When considering pharmacotherapy, one issue relevant to adolescents with ADHD involves treatment discontinuation. The prevalence of prescribing by general practitioners to patients with ADHD drops significantly in adolescence (Charach, Ickowicz, & Schachar, 2004). Further, this decrease is greater than the reported age-related decrease in symptoms, indicating that treatment is prematurely discontinued in many cases where symptoms persist (McCarthy et al., 2009). In one longitudinal study, 48 % of children between the ages of 9 and 15 had discontinued ADHD medication. Age was a significant moderator of medication adherence such that adolescents were less likely to continue their medication (Thiruchelvam, Charach, & Schachar, 2001). Thus, in addition to a need for continued research devoted to efficacious treatments for adolescents with ADHD (Smith et al., 2000), unique barriers to treatment such as premature discontinuation needs to be addressed.
Psychosocial Treatments
In terms of psychosocial treatments for adolescents with ADHD, the empirical literature is sparse in comparison to pharmacotherapy options. In addition, due to the many developmental and environmental changes that occur during transition into adolescence, childhood treatments are not easily translated for this age group (Chronis, Jones, & Raggi, 2006). Among the developmental changes that have implications for treatment, adolescents have a greater cognitive capacity for abstraction, behavioral self-awareness, identity formation and need for independence, peer influence, variability in daily school routines, and physiological changes (e.g., development of secondary sex characteristics) (Smith et al., 2000). Thus, treatments are recommended to include increased involvement of the teenager, behavioral contingencies that involve more opportunities to socialize with peers and exert independence, collaboration with multiple teachers, homework issues (particularly time management and organizational skills), and self-monitoring strategies (Chronis et al., 2006). Among studies that have considered psychosocial treatments for adolescents with ADHD, family-based and school-based approaches are the most promising (Chronis et al., 2006; Pelham & Fabiano, 2008).

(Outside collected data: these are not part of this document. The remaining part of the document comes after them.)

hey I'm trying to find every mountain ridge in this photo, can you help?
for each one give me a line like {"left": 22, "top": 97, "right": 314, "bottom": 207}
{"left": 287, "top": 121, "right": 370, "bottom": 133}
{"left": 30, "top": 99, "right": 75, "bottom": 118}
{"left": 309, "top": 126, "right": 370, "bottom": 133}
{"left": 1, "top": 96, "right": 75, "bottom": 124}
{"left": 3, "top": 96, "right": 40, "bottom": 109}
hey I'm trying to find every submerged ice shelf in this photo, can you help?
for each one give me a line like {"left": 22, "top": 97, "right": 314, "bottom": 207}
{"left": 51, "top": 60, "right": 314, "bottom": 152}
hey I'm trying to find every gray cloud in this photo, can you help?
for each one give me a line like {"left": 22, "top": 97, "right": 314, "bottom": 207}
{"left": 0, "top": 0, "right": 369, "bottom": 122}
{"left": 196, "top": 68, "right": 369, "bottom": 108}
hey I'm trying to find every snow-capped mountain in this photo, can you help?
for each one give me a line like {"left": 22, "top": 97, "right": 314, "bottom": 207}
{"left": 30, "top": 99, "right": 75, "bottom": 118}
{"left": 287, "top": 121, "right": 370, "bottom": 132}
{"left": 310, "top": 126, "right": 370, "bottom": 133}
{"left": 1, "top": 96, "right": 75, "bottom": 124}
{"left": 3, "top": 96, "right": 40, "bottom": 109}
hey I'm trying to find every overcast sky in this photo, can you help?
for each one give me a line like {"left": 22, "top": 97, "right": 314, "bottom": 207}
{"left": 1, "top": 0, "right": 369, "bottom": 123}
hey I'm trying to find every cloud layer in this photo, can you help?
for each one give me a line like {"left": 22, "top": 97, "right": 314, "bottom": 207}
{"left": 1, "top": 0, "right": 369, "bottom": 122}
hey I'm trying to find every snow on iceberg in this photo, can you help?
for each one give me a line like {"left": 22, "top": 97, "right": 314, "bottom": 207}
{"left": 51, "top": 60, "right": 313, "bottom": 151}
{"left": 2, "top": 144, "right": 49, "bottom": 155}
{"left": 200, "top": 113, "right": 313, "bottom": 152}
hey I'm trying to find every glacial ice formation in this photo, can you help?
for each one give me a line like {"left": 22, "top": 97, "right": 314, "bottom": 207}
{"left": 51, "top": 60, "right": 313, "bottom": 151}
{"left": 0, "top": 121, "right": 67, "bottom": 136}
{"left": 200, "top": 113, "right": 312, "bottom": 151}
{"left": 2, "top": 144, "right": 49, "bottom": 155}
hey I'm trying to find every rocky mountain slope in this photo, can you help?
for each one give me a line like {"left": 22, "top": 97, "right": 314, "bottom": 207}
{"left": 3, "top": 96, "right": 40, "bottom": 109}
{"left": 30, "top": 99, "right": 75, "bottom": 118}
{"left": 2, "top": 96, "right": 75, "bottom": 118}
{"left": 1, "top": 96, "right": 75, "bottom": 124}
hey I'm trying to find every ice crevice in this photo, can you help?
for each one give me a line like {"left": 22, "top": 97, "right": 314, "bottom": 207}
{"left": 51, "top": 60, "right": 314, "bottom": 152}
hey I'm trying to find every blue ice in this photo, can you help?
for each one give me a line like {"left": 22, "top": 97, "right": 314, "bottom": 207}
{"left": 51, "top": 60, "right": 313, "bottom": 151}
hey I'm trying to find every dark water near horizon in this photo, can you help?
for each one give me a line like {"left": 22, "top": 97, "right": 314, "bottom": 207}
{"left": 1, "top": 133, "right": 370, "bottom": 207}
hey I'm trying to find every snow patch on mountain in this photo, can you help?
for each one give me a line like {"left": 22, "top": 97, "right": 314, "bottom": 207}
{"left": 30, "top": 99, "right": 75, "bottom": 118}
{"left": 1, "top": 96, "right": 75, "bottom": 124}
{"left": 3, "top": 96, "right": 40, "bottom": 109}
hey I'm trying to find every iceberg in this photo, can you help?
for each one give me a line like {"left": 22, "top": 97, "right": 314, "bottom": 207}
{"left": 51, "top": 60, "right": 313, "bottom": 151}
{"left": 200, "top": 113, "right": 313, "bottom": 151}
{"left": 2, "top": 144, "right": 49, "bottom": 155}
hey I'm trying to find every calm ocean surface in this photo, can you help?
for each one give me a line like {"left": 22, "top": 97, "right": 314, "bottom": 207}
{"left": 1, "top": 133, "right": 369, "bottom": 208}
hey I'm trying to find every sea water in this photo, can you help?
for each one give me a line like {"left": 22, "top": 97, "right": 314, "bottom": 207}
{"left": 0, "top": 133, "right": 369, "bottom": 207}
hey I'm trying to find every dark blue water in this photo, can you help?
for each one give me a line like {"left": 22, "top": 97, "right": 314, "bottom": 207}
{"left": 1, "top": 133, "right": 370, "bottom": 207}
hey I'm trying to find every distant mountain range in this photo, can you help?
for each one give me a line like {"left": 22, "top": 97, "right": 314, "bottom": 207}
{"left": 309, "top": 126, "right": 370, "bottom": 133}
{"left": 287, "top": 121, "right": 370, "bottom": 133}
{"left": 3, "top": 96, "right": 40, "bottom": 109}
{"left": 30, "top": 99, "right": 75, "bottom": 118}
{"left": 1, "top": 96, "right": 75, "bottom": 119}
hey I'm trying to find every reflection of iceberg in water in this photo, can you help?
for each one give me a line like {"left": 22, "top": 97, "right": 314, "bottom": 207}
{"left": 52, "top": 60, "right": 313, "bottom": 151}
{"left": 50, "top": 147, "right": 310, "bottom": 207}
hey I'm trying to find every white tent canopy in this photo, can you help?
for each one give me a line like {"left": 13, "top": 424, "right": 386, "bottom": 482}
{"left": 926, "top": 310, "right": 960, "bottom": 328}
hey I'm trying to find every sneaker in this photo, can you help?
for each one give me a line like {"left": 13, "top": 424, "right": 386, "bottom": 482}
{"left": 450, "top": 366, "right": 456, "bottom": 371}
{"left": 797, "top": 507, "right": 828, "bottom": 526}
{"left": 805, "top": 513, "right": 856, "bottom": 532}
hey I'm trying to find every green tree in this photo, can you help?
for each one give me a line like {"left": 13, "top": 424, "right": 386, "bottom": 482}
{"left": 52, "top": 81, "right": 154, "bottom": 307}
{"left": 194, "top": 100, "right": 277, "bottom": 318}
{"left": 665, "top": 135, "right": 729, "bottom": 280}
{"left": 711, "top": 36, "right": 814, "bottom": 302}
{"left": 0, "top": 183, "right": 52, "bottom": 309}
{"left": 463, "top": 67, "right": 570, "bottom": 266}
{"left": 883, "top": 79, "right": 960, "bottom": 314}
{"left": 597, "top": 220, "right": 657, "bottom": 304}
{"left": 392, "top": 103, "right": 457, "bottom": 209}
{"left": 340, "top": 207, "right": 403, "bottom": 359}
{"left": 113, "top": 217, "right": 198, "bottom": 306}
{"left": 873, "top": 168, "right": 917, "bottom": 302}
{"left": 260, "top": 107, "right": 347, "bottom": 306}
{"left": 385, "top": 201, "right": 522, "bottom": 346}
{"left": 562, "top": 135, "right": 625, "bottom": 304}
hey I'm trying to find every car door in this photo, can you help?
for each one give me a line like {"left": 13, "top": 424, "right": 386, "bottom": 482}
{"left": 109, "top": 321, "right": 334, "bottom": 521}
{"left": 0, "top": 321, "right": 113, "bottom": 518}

Three studies have involved family-based interventions. One study randomized 12–18-year-olds to 8–10 sessions of behavior management training, problem-solving and communication training, or structural family therapy (Barkley, Guevremont, Anastopoulos, & Fletcher, 1992). All conditions resulted in significant improvement in negative communication, conflict, anger during conflicts, school adjustment, internalizing and externalizing symptoms, and maternal depressive symptoms at posttreatment and were largely maintained for a 3-month follow-up. However, only 5–20 % in each condition demonstrated clinically significant reliable change following treatment. Another study compared parent behavior management training to parent behavior management training/problem-solving and communication therapy (Barkley, Edwards, Laneri, Fletcher, & Metevia, 2001). Both treatments demonstrated significant improvement in parent–teen conflicts, but were not statistically different from one another. Although such group-level analysis and normalization rates supported the efficacy of these treatments, reliable change indices were similar to Barkley et al. (1992). Another study evaluated a behavior management, problem-solving, and education group for parents of adolescents with ADHD (McCleary & Ridley, 1999). Pre- and posttreatment comparisons indicated statistically significant decreases in the frequency and intensity of self-reported parent–adolescent conflict and in parent-reported problem behavior, and positive effects on parent skills and confidence. Although these studies are promising, they did not produce much clinically significant reliable change or are limited by methodological design (i.e., lack of a control or alternative treatment group). In terms of clinical implications, multimodal, long-term treatment may be useful to assist parents in their interactions with their teens to manage parental and family distress (Robin, 2006), as opposed to simply reducing ADHD symptom severity.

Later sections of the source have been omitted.